To investigate clinical characteristics, risk factors (RFs), neurologic deficits and medical care provided in children who had a stroke in China.


We conducted a retrospective case-series study using the medical records of children aged 1 month to 18 years with arterial ischaemic stroke (AIS) or haemorrhagic stroke (HS) (with the entry codes I60, I61, I62, I63 (ICD-10)), who were admitted to different hospitals in Beijing, between January 2018 and December 2018. We obtained the following information from the charts: demographic characteristics, clinical presentations, RFs for paediatric stroke, laboratory examination, neuroimaging records and neurologic sequelae.
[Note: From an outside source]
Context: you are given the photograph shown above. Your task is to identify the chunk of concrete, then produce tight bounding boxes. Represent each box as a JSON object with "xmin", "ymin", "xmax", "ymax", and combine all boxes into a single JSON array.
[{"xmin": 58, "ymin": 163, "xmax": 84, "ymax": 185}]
We identified 312 first admissions for stroke (172 AIS and 140 HS). The mean age at onset was 8.6±3.9 years for patients who had an AIS and 8 (5–13) years for patients who had an HS. There were more males than females in both groups (AIS: 59.88% vs 40.12%; HS: 52.14% vs 47.86%). A known aetiology was identified in 92.44% and 86.43% of patients who had an AIS and HS, respectively. The leading cause of AIS was cerebrovascular diseases including moyamoya (68.6%), while that for HS was arteriovenous malformation (51.43%). The most common initial clinical presentation was hemiplegia (86.05%) in patients who had an AIS and headache (67.86%) in patients who had an HS. The use of healthcare, including acute treatment (antithrombotic in 17.44%, anticoagulant in 5.23%) and secondary prevention (antithrombotic in 6.39%, anticoagulant in 1.16%), varied and was significantly lower among patients who had an AIS. The most common complications were epilepsy (22.09%) and pneumonia (4.65%) in patients who had an AIS and epilepsy (17.14%) and hydrocephalus (12.14%) in patients who had an HS. Neurological deficits occurred in 62.8% of patients who had an AIS and 72.86% of patients who had an HS.


Cerebral arteriopathy was a major RF for both AIS and HS in children living in China. Large epidemiological studies are required to identify RFs to prevent stroke as well as appropriate interventions.